Par ailleurs, ils décrivaient avec précision comment on pouvait repérer les possessions et les fameuses marques du diable sur les corps des suspects. Ainsi, les juges étaient guidés par des questionnaires types expliquant comment reconnaître un sorcier : Le suspect portait-il la marque du diable ? Etait-il insensible au creux des reins ? Lisait-il des livres interdits ? Provoquait-il la pluie et le vent ? Pour obtenir les aveux, les juges utilisaient la question par l’eau, la noyade ou les brodequins, et pour trouver la marque du diable, les bourreaux enfonçaient des aiguilles sur les grains de beauté, les cicatrices, les tatouages, ou la langue.
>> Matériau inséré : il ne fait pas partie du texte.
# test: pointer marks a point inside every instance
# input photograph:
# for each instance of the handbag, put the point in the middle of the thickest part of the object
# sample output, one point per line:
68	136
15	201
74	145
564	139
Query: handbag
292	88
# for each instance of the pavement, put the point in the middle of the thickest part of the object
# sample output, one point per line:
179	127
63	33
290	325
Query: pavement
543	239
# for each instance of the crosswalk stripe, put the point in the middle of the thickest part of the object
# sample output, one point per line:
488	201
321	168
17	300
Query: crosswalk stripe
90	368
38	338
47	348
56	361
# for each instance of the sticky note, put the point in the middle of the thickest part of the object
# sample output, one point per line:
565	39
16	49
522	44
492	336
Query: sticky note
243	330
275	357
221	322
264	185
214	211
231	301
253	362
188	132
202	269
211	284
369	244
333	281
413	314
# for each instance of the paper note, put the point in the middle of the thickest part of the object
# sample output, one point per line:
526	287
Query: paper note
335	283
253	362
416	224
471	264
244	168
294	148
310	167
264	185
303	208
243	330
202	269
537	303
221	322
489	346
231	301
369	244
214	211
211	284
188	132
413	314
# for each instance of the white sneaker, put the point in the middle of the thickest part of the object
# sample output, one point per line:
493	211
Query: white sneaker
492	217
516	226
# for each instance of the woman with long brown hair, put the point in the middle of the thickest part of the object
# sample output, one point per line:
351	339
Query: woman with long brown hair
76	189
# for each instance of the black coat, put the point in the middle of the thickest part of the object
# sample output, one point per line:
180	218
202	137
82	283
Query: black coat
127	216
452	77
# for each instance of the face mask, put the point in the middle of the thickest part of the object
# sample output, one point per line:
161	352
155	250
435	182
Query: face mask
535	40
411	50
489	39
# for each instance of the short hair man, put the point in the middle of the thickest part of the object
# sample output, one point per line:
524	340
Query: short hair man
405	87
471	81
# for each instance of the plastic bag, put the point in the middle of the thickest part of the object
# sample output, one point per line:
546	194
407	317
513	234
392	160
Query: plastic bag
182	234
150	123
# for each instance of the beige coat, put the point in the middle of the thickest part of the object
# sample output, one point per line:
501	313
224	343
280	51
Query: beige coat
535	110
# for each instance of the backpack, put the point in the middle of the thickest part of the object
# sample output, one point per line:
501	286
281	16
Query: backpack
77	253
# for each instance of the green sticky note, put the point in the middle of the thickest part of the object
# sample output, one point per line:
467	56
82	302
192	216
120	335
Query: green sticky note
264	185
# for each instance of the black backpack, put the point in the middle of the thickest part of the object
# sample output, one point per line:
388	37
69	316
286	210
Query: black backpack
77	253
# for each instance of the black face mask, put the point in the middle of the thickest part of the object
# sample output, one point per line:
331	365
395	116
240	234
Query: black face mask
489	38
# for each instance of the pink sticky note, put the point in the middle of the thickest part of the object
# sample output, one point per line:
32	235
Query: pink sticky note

Il y eut de grands procès tels que celui de Louis Gaufridi à Aix-en-Provence, d’Urbain Grandier à Loudun et de Madeleine Bavent à Louviers, tous condamnés et exécutés. Il y eut surtout des milliers de procès d’anonymes accusés d’avoir pactisé avec Satan et il fallut attendre l’ordonnance de Colbert en juillet 1682 pour que le crime de sorcellerie se transforme en simple escroquerie. Pourtant, les traditions ont perduré au-delà des sarcasmes des philosophes comme Voltaire, et des procès, qui continuèrent jusqu’au début du XVIIIe siècle.